Index

Creases (Popping, Bowling and Return)

There are three creases marked at each end of the pitch, though one of them is marked twice, either side of the wicket.
Perhaps the least important of these is the bowling crease, on the back line of which the stumps are set. This crease used to have significance in determining No balls under earlier codes of Laws but, these days, exists only as a marker for the ends of the pitch and the positioning of the wicket.

The other two creases are of much greater significance. The popping crease is 4 ft (1.22m) in front of and parallel to the bowling crease and runs from one side of the field of play to the other. Though it is only required to be marked for 6 ft (1.83m) either side of an imaginary line joining the middle stumps at each end, the marking is often extended much further to help umpires judge run outs. If the batsman has some part of his person or equipment or is holding his bat grounded behind this crease he is said to be in his ground and cannot be Run out or Stumped.

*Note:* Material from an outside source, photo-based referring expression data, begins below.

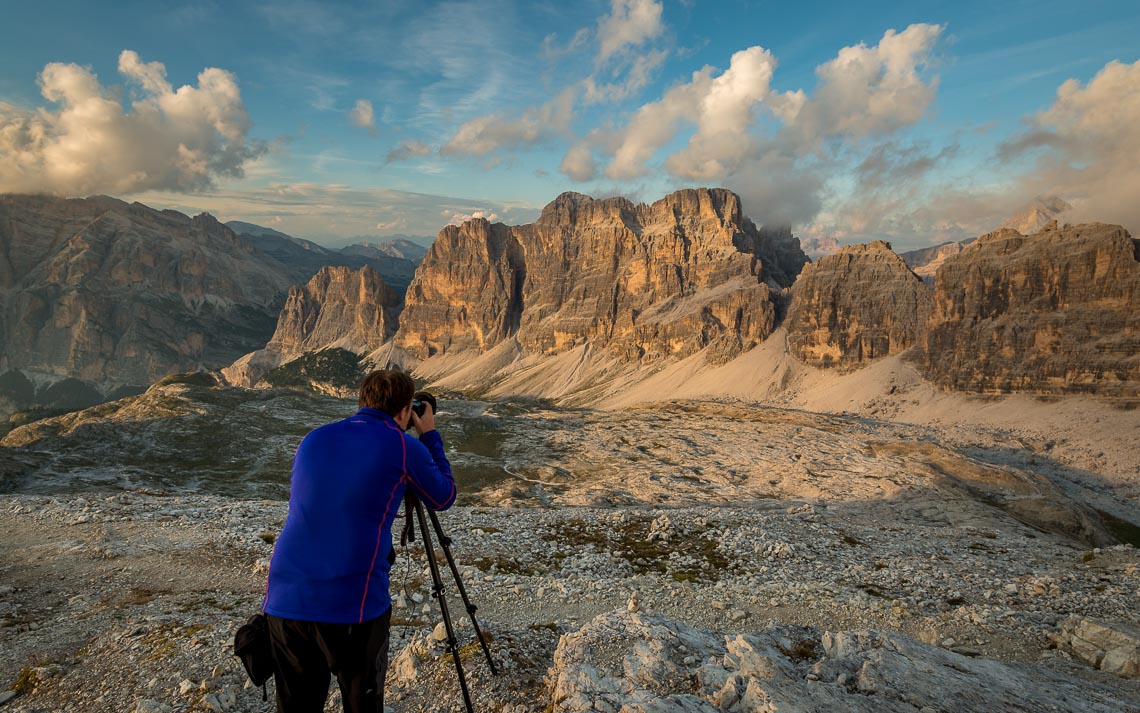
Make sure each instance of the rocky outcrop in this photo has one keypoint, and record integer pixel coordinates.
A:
(1034, 216)
(339, 308)
(642, 663)
(857, 305)
(302, 259)
(396, 248)
(113, 293)
(926, 261)
(350, 308)
(638, 281)
(1112, 647)
(1057, 312)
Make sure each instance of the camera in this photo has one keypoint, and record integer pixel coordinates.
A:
(420, 405)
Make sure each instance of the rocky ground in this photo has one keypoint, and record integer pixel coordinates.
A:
(678, 557)
(112, 602)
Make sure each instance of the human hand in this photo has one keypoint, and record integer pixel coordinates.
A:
(425, 422)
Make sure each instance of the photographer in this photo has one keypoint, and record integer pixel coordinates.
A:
(327, 599)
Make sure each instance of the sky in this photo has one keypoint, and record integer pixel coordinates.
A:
(915, 122)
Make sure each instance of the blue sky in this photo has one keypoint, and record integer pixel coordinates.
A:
(912, 121)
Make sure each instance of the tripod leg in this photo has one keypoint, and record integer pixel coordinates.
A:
(446, 543)
(438, 593)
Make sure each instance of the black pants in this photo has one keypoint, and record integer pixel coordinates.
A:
(307, 653)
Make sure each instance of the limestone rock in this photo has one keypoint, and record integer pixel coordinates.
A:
(926, 261)
(1112, 647)
(302, 259)
(1057, 312)
(636, 662)
(114, 293)
(640, 281)
(339, 308)
(857, 305)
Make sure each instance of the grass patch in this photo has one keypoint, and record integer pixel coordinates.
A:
(630, 542)
(26, 681)
(163, 640)
(504, 565)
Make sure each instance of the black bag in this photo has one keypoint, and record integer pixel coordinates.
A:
(251, 645)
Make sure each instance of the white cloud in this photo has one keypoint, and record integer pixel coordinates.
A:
(486, 134)
(1088, 143)
(629, 24)
(724, 118)
(868, 90)
(579, 163)
(364, 116)
(407, 150)
(461, 218)
(171, 139)
(638, 75)
(332, 213)
(722, 110)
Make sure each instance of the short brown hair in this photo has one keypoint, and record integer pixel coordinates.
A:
(388, 389)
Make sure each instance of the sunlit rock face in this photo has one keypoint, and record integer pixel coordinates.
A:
(638, 281)
(353, 309)
(1056, 312)
(112, 292)
(857, 305)
(340, 307)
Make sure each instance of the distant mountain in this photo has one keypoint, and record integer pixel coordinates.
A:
(340, 308)
(819, 246)
(637, 282)
(1035, 215)
(303, 259)
(926, 261)
(396, 248)
(96, 293)
(1029, 219)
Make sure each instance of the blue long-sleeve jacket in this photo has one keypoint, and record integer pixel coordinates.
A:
(349, 477)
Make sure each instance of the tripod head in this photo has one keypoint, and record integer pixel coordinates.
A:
(412, 504)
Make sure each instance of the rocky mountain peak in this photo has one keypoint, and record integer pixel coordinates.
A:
(114, 293)
(856, 305)
(640, 281)
(1053, 312)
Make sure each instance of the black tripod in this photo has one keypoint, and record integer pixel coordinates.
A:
(410, 502)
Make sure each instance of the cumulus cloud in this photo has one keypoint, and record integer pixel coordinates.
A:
(637, 74)
(722, 108)
(179, 139)
(333, 213)
(579, 163)
(482, 135)
(869, 90)
(364, 116)
(724, 118)
(629, 23)
(1085, 146)
(407, 150)
(461, 218)
(863, 91)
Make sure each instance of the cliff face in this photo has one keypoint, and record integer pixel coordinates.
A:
(339, 308)
(302, 259)
(926, 261)
(112, 292)
(353, 309)
(1057, 312)
(638, 281)
(857, 305)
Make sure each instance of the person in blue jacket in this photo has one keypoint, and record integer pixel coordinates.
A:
(327, 601)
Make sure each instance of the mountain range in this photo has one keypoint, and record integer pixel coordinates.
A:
(594, 294)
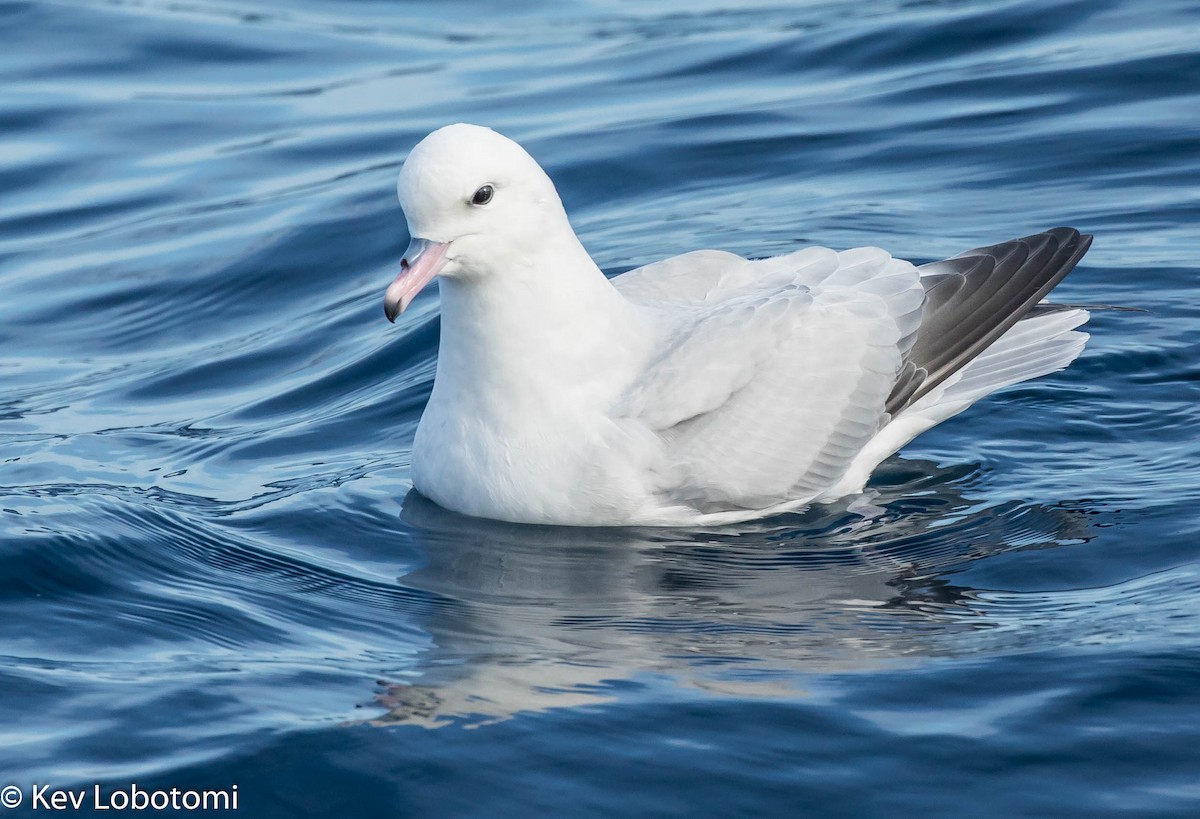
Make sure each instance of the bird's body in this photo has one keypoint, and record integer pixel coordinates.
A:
(701, 389)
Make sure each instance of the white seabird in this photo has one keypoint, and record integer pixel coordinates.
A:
(705, 388)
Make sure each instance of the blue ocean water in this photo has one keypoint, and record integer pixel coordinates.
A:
(211, 574)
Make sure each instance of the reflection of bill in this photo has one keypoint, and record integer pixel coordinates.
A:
(533, 617)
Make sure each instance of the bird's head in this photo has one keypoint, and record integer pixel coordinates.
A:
(477, 204)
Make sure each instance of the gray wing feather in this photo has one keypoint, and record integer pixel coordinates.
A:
(975, 298)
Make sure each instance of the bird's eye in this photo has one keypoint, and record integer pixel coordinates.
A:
(483, 196)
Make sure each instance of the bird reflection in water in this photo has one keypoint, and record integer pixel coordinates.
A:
(528, 619)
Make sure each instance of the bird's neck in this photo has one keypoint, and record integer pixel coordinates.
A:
(547, 322)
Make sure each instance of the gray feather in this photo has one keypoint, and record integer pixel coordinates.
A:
(975, 298)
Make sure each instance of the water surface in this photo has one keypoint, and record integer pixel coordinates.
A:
(211, 571)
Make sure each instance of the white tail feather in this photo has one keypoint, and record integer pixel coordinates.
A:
(1031, 348)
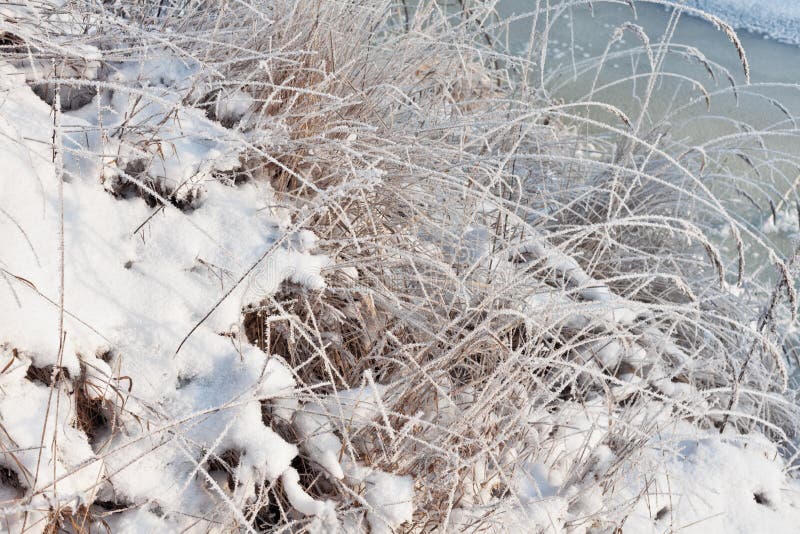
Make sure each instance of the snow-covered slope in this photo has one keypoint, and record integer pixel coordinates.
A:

The return crease is the one that is marked twice, each time 4 ft 4 in (1.32m) either side of that imaginary line joining the middle stumps at each end, but at right angles to the popping crease and running from there back to the boundary at that end. Again it is only required to be marked for a much shorter distance - a minimum of 8 ft from the popping crease. The popping crease and the return crease are essential to the umpire's judgement of certain types of No ball.

The creases should not be confused with the crease markings - the white lines on the turf. The creases themselves are the inside edges of those lines - the edges nearest the stumps at that end. Until the middle of the nineteenth century creases were not marked by white lines but by grooves - or creases - cut into the surface of the turf - hence their name. The popping crease is thought to have achieved its own unusual name because of a requirement in the early years of the game that the batsman placed (or 'popped'?) the end of his bat into a 'popping hole' at each end of the pitch to signify the completion of a run.